Женщина послушно опустила голову и отошла к буфету. Взяла там хлеб, кувшин с квасом, несколько стеблей светло-зеленого молодого лука и понесла к церковной ограде. Я повернулась, чтобы понять, о ком идет речь. За оградой стояла бомжиха. С моего места невозможно было понять, старая она или молодая. «Сподвижница» жестом пригласила бомжиху пройти во двор, но та отказалась. Она уселась на улице, с другой стороны ограды, и склонившись так, что осталась видна только ее грязная шерстяная шапка, надетая несмотря на жару, и стала что-то делать внизу. «Сподвижница» вернулась и на несколько секунд опустила руки в пластмассовый тазик с какой-то мутной жидкостью. Как операционная сестра, подумала я. Из ее угла снова донесся запах дезинфекции.

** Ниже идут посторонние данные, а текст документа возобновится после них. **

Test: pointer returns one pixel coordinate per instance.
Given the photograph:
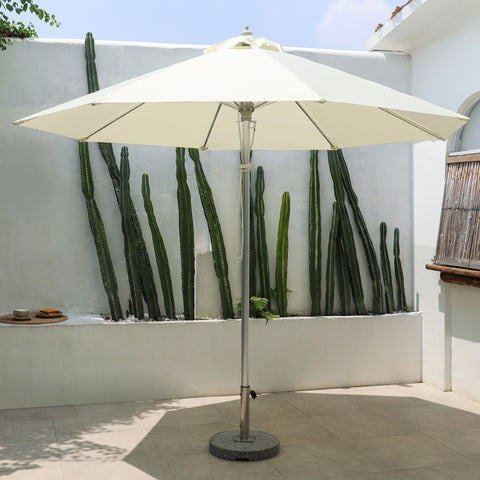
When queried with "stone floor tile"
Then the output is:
(321, 460)
(104, 446)
(27, 431)
(456, 471)
(465, 441)
(120, 470)
(264, 406)
(404, 451)
(178, 440)
(207, 467)
(436, 417)
(33, 473)
(363, 424)
(297, 430)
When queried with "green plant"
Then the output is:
(262, 251)
(346, 232)
(331, 256)
(282, 255)
(314, 235)
(130, 252)
(216, 237)
(98, 232)
(372, 262)
(160, 251)
(401, 297)
(12, 29)
(187, 243)
(144, 266)
(342, 276)
(386, 269)
(262, 307)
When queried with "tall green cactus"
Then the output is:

– Большое ли у вас хозяйство? – стала расспрашивать я «матушку», и она спокойно и с достоинством рассказала, что здесь при церкви и «при ней» постоянно живут восемь женщин. Ночуют здесь и работают. У нее самой есть в городке квартира, но она тоже предпочитает проводить свое время здесь. Во-первых, очень много дел, а во-вторых, ночь ей лучше тоже проводить с ее «сподвижницами», потому что ночью на них нападает «тоска».
– Как это? – не поняла я.
– У них у всех была сложная жизнь, – сказала «матушка».
– Как у вот этой женщины? – кивнула я в сторону ограды.
– По-разному.
Таисия повела меня по подворью, показывая и образцовый курятник, и загоны для гусей.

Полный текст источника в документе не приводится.